The Syrian influence did not go away

Posted in Broader Middle East | 04-Jun-09 | Author: Manuela Paraipan

MP Sethrida Geagea

It was the first time I went further than Tourza into the Christian villages of the mountain. The area is beautiful, the villages have a certain appeal especially during the winter season, as I was told. Since I am not a big fan of winter sports I was glad to take this trip during the summer. The village is at over 2000 meters in altitude, and the view and history of the place made the experience all more rewarding.

Thankfully I arrived half an hour earlier than scheduled. I was asked to wait in the lobby. A journalist from Denmark was scheduled to interview the MP just before me. I did not mind waiting while enjoying a cold lemonade and a chit chat with the media and PR staff members. The meeting started almost on time which is rather surprising for Lebanon.

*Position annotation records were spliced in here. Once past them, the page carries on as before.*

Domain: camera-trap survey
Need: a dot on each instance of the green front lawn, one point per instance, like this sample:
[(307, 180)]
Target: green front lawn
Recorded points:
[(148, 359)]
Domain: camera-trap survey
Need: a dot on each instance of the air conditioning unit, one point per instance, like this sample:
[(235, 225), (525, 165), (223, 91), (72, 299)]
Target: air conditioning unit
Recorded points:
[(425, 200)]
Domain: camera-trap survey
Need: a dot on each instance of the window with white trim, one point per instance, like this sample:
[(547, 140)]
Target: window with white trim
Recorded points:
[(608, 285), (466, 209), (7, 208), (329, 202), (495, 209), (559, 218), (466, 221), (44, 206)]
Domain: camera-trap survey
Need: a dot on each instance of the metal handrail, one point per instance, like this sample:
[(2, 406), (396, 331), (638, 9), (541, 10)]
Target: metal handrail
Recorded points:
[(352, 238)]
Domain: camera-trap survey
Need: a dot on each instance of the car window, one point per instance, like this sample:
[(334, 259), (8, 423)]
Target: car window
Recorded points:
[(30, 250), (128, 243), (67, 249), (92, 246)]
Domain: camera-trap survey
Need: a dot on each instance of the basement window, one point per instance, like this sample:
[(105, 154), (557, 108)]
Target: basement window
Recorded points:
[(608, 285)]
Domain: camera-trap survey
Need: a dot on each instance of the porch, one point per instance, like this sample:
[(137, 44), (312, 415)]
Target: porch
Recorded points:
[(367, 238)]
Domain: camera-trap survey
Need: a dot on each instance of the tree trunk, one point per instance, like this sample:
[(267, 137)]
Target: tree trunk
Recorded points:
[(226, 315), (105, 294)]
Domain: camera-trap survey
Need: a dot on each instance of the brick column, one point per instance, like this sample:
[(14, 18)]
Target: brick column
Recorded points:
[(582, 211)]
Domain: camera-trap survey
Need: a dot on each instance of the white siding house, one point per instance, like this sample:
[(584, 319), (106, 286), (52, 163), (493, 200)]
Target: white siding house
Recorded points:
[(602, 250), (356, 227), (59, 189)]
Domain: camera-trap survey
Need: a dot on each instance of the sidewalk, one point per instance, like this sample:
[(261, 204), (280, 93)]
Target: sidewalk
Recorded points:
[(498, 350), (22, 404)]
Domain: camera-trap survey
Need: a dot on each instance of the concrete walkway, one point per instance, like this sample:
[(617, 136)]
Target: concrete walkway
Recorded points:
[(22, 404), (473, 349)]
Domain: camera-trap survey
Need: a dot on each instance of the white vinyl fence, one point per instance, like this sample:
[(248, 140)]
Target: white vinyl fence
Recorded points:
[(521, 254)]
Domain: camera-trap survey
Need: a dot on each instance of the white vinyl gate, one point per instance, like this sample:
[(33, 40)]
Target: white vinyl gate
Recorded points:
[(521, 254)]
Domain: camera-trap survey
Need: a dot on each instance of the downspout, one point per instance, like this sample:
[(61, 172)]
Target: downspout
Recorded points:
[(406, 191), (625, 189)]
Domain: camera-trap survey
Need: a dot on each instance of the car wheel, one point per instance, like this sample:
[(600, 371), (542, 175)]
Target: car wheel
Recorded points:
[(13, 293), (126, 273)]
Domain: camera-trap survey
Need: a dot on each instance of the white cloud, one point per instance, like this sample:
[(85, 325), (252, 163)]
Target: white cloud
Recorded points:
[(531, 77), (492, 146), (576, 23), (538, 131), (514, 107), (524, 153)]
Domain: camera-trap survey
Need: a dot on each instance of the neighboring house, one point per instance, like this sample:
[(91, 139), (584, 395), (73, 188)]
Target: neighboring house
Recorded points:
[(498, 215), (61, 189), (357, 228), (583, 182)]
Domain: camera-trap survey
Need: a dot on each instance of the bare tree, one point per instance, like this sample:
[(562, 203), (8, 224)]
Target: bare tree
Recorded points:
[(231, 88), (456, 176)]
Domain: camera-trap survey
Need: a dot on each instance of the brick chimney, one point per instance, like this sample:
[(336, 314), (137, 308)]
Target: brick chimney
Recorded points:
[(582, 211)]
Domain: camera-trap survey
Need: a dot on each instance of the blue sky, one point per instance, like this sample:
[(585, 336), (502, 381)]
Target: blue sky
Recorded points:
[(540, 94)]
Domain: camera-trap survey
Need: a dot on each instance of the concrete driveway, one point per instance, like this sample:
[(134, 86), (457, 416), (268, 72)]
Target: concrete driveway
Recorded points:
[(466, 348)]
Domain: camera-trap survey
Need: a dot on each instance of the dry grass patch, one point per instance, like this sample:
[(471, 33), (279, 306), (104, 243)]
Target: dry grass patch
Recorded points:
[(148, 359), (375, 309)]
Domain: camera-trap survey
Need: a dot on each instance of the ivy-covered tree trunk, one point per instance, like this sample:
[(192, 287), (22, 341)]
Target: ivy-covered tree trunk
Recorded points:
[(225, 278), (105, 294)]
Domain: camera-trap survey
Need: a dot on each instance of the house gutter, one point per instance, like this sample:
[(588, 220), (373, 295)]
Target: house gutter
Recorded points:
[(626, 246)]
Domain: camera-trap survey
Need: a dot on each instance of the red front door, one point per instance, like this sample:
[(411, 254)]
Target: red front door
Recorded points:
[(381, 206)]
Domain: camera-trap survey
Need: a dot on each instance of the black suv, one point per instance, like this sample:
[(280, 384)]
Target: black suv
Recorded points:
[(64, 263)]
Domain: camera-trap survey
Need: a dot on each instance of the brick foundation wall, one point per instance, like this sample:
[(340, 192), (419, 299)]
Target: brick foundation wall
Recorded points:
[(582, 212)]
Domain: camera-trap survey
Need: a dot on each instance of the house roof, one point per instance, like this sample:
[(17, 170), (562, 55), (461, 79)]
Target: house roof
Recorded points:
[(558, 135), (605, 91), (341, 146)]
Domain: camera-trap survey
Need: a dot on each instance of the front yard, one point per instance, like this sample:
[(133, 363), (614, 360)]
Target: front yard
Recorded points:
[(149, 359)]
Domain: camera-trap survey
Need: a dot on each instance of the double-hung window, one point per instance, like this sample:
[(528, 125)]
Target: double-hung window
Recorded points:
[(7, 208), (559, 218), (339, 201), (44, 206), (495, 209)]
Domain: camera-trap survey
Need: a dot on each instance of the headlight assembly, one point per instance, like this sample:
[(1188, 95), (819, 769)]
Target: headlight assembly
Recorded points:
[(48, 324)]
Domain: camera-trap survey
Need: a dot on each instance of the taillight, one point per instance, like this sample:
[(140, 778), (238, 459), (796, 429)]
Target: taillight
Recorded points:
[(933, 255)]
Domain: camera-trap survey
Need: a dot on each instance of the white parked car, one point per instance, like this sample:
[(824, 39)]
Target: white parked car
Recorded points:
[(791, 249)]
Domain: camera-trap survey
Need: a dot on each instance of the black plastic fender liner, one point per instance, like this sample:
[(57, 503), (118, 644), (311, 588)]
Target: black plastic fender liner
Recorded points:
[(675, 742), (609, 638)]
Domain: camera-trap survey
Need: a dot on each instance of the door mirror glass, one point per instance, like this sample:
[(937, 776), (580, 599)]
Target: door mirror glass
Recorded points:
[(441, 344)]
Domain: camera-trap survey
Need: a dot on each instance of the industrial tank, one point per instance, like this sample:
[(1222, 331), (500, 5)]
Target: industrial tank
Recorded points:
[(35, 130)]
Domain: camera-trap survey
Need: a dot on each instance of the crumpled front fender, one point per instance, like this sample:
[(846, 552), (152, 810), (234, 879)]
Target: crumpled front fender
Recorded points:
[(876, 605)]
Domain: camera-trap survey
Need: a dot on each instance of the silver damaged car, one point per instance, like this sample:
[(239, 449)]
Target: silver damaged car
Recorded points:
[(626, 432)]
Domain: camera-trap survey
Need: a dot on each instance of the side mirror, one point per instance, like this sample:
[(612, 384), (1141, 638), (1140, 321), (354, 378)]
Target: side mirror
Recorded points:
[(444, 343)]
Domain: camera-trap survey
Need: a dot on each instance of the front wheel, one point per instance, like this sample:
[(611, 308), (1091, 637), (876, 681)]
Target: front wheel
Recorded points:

She had meetings and interviews all day long and I understood I should keep it as brief as possible. At the talk there was also present MP Elie Keyrouz and the personal advisers of the MP.

I read and heard about Sethrida Geagea but I did not meet her before. As expected she was very courteous when we were introduced and during the whole meeting.

Although she speaks fluent English she preferred to reply in Arabic. Every once in a while when she wanted to emphasize a certain point or to make sure she understood my question or comment, she used English.

She has been the de facto leader of the Lebanese Forces party while Dr Samir Geagea, her husband, was in jail.

Later on she joined the Qornet Shehwan gathering and then the year 2005 came and Rafiq Hariri was assassinated. The unbelievable shock and the tragedy it brought with it translated into a massive political and social movement that asked the immediate withdrawal of Syria from Lebanon. This time the Lebanese whether politicians, technocrats or average citizens were not about to take no as an answer. It was a major accomplishment that could be compared to the fall of Berlin wall.

I was on the verge of asking about the accomplishments of her mandate as an MP but somehow she intuited it and reminded me that for few years the majority MPs were a target, that the parliament was closed down, the economy paralysed and the whole society suffered. Her voice resembled a mix of annoyance and disappointment when she spoke of recent history. Without pointing fingers she explained that the state could not have function in such a context.

The May 7 2008 events came followed by Doha agreement and a sense of normalcy. In between the tense moments there was little time left to have something more than a barely working institutional apparatus.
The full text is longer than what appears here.